Dataset for developing optimal headway-based bus dispatching strategy during epidemic outbreaks

Yan Huang a, Zongzhi Li b,, Shengrui Zhang a, Bei Zhou a, Lei Zhang a,c
PMCID: PMC10369380  PMID: 37501734

Abstract

This article presents the data utilized in a study focused on identifying an optimal bus dispatching strategy in light of epidemic impacts. The study specifically examines the Xi'an Xiaozhai central business district (CBD) street network, which consists of 33 major signalized intersections and 112 bus stops associated with 12 bus routes. The dataset includes details of intersection and bus stop geospatial data, street segment and intersection design, intersection signal timing plans, bus route operational properties such as dispatching frequencies, fleet sizes, loading bay capacities, and bus-specific parameters. It also encompasses data on passenger boarding and alighting counts, as well as travelers’ origin and destination (O-D) locations, routes, and departure times during three time periods: 10:00-11:00 PM, 1:00-2:00 PM, and 7:00-8:00 PM on Monday, June 7, 2021. These times represent off-peak (10:00 PM–1:00 AM the next day), adjacent-to-peak (9:00–11:00 AM, 1:00–4:00 PM, and 8:00–10:00 PM), and peak (7:00–9:00 AM, 11:00 AM–1:00 PM, and 4:00–8:00 PM) periods, respectively. Data collection involves searching government and organizational records, utilizing Alibaba Cloud's Amap platform, conducting onsite measurements, and performing a field survey. The dataset is a valuable resource for studying the integrated operations of various urban mass transit services, including buses, bus rapid transit (BRT), and fixed guideway transit, under both normal and epidemic-affected travel conditions. Additionally, it can be used to investigate multimodal integrated urban passenger services offered by automobiles, transit, ridesharing, and active transportation modes.
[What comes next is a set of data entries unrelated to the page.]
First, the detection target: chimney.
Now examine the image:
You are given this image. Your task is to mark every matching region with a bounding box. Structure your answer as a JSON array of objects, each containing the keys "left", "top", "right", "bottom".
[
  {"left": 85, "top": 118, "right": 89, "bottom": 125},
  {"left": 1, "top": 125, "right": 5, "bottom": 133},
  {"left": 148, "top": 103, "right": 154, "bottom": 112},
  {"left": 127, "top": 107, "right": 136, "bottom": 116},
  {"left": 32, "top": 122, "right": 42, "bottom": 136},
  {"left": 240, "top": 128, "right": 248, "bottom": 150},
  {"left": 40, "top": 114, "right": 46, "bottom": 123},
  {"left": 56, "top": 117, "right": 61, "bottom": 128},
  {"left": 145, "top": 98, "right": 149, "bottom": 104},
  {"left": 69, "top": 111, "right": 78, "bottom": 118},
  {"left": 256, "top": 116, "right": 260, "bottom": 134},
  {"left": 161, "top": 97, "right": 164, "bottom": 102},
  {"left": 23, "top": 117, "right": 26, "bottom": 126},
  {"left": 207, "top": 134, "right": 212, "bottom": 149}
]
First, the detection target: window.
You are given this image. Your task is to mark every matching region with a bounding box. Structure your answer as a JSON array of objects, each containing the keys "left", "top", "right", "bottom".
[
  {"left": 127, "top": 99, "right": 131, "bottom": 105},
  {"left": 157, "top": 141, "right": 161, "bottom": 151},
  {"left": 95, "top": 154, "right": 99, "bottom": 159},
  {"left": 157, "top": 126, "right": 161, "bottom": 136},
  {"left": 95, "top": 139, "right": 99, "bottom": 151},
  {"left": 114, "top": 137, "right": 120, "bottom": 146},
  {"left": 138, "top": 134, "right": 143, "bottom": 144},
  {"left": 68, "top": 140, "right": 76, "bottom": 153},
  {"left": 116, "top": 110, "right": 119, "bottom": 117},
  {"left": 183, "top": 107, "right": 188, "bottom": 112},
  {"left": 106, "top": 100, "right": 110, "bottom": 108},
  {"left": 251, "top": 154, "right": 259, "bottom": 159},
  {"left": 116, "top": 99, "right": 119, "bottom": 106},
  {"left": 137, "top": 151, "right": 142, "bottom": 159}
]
Keywords: Bus transit service, Network, Dispatching headway, Boarding and alighting count, Epidemic


Specifications Table

Subject Transportation Management

Specific subject area Bus transit operations
Type of data Tables and figure
  • Table 1: Network configuration, geometric design, and intersection signal timing plans (“DIB_Table 1 Network and signal timing data.xlsx”)

  • Table 2: Bus route operational parameters (“DIB_Table 2 Bus route operations data.xlsx”)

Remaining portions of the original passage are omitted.